Feedback on Winnie the Pooh and friends “extraordinary”

Image- SunLive.co.nz  newsie.co.nz

[…] We’ve had extraordinary feedback from last week’s column – the piece on Winnie The Pooh and his friends, post-general election.

The Sun has been overwhelmed* with messages about this column.

Thanks for the feedback. I even got a text from my Dad.

Then that radical, outspoken website, Whale Oil, contacted us and asked if they could re-publish it.  Which we agreed to, which means a whole new audience of Whale Oil followers are now tuned into The Weekend Sun website and SunLive.

Image- SunLive.co.nz  newsie.co.nz

Interestingly, we didn’t get much feedback from the ACT party or Labour.

But a couple of Greens party folk queried why they were left out. Just goes to show you can’t please everybody.

 

Image- SunLive.co.nz  newsie.co.nz

Which is not surprising; the column doesn’t set out to please anyone, rather poke as much borax as possible in as many different directions as possible.

That is probably why our readers enjoyed Brian Roger’s guest post. “Radical, outspoken” Whaleoil doesn’t set out to please anyone either. Like Rogers, we enjoy poking the borax too.

[…] Weird supermarket stuff

Being a hunter-gatherer, I rarely go to the supermarket. I avoid this whenever possible. This week I was instructed to search for Angus beef patties. I couldn’t find Angus but returned with another brand. I was in deep trouble. I still don’t understand.

I don’t care what the beefies name was. He’s dead now, so we might as well eat him.

This guy is hilarious I bet he is a closet Whaleoiler.

One good reason to avoid the supermarket, unless you are completely out of rations: it is too easy to buy things that are not necessary. And besides, there are disturbing and weird people in there.

Such as this guy:

People give me grief about wearing zip off pants, Crocs and hats with solar lights. But at least I haven’t sunk to the depravity of skin tight grundies, purple knee stockings under Doc Martens.
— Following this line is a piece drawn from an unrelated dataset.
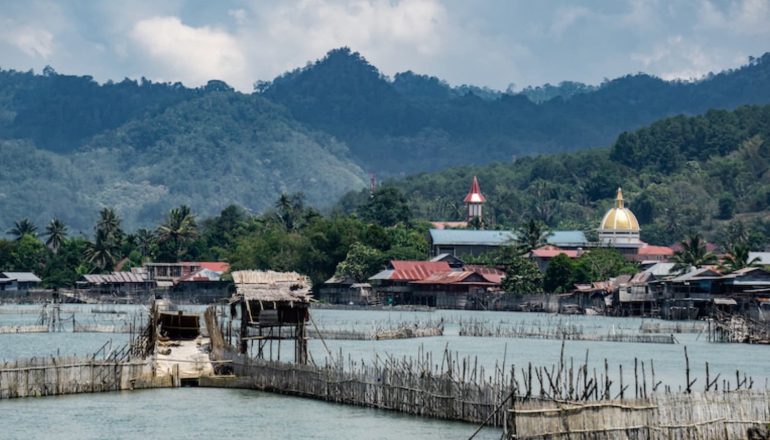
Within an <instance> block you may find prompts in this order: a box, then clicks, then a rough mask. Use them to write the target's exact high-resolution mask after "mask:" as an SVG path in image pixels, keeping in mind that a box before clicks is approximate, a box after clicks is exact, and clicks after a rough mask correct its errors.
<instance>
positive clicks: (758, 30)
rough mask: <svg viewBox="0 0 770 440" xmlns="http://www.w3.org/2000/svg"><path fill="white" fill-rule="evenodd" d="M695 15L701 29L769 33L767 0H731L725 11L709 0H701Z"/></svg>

I don’t like to judge, but I will. […]

[…] Warning:

If you get a deal offering a special on canned meat, beware.

I reckon it’s just spam. […]

[…] Kim Jong and Prez Don continue to rattle their sabres and take us all a step closer to nuclear annihilation.

And Winston is doing exactly what he said he’d do: wait for the special votes to be counted. Despite this, some of the media are trotting out the old line ‘country held to ransom’. What bollocks.

They’re simply waiting for the full result and then getting into coalition talks. Memo to media: Don’t hold your breath.

*How the media measures feedback:

Some interest: The dog woke up.

Great interest: The dog barked and one person commented.

Substantial feedback: The dog sat up for a scratch, the phone rang and more than one email received.

The phone didn’t stop ringing: the phone rang twice, but one of those was a wrong number.

Overwhelmed: Had more than 20 emails, a couple of phone calls, a chat at the Chapel St petrol station and a text from Dad.

Inundated: Stopped counting the emails, upset the Spinners & Weavers, invited to speak at service club meetings.

What a treasure this guy is. Now how do we steal him from The Sun?